I guess it only takes one ringing endorsement from Souness to change everything, eah?

To be honest, it always looked untenable.

They were facing going into the AGM having to defend having him in the building.

They had started to prepare the groundwork for that – this much is obvious considering some of what was being put into the public domain about injuries making a difference and how they wanted to give him a chance with a full strength team – but it was hard to see how it was tenable since he’d lost the dressing room.

Maybe, ultimately, that was what finally decided the board.

The certainty that the players were not going to do it for him. He had lost control of them, as evidenced by Morelos’ gleeful, almost mocking, holiday snaps. It’s the one relationship time won’t fix.

Their club now faces the nightmare scenario of having to attract a new manager and fund him properly for next season.

Mark my words, having bitten the bullet and gotten rid not only of Van Bronckhorst but the whole backroom team they have just pissed away any financial jackpot that this year’s Champions League qualification earned them.

They are, in effect, back to square one.

Which is a far cry from where they imagined themselves when this season kicked off. They were gearing up to conquer Europe at that point, and imagining Ange as a one season wonder.

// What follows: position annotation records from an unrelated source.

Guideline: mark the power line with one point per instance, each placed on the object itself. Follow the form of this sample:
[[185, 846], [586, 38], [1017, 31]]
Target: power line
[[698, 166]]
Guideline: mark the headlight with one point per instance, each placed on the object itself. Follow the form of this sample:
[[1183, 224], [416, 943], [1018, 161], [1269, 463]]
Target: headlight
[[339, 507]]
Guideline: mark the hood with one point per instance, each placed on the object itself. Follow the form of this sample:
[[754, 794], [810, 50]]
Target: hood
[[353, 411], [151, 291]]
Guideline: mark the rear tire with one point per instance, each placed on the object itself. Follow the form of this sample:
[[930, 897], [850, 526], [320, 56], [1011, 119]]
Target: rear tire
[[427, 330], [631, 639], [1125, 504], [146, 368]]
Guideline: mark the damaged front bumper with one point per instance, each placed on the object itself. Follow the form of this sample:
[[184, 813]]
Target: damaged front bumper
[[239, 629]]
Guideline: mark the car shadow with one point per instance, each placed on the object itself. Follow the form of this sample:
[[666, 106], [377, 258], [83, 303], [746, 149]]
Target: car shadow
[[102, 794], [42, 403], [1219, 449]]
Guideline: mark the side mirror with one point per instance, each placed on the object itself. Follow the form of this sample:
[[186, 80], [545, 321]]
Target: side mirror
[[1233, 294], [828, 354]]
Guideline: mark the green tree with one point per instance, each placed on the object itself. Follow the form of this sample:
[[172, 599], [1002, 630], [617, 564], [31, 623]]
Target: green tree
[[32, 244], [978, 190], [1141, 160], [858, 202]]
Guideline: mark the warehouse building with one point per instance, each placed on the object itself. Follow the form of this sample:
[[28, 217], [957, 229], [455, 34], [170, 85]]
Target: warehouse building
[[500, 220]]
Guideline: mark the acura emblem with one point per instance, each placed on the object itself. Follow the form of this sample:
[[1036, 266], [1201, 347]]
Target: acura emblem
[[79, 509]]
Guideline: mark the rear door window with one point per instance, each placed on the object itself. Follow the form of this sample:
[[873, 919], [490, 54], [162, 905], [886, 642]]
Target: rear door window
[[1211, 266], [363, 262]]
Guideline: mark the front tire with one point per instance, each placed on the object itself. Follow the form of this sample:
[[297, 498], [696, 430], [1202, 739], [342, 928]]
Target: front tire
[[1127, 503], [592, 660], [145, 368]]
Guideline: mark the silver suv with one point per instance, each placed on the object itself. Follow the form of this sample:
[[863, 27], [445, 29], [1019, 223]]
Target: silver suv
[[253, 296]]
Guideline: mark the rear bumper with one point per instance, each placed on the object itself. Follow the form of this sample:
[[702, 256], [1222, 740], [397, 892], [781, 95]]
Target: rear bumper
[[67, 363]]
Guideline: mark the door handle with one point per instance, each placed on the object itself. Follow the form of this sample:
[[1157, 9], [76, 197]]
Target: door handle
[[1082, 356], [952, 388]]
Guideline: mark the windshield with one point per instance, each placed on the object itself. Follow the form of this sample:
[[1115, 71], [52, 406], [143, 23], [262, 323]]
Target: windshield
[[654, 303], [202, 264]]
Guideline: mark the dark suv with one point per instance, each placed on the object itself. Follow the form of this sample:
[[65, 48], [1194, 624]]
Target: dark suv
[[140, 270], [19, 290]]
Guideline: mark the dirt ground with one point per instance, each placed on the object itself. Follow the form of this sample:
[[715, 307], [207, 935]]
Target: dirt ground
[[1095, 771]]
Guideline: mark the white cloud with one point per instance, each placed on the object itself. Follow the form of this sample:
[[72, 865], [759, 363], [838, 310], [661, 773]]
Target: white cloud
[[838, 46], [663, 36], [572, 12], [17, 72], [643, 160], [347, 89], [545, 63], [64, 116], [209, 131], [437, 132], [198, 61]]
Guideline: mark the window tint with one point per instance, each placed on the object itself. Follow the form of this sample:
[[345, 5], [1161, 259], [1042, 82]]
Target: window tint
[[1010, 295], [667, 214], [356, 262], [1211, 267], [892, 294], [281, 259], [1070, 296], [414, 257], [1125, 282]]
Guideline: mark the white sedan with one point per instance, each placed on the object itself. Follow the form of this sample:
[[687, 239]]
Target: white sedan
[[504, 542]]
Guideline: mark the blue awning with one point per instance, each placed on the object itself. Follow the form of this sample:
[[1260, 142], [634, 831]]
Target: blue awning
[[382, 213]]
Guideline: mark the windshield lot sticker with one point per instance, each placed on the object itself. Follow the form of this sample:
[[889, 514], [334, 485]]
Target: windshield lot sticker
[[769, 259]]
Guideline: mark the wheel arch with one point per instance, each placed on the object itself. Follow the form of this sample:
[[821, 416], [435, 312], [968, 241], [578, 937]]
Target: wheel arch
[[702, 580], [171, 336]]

Obviously, this is a huge story and one that has a lot of juice left in it, but what we can say right now is that Ibrox had one option here that might have given them a road through; to accept that this season is a write-off, to give Van Bronckhorst some additional time and to get the decision absolutely spot on. They’ve now cast that advantage away.

In choosing to go now they’ve narrowed their range of options – it won’t be someone currently in a job, for example, unless someone really cheap – or something well planned out and thought through.

The very fact that games kick off again in little over three weeks means they’ve set themselves a ticking clock … which multiplies the possibility of making a mistake.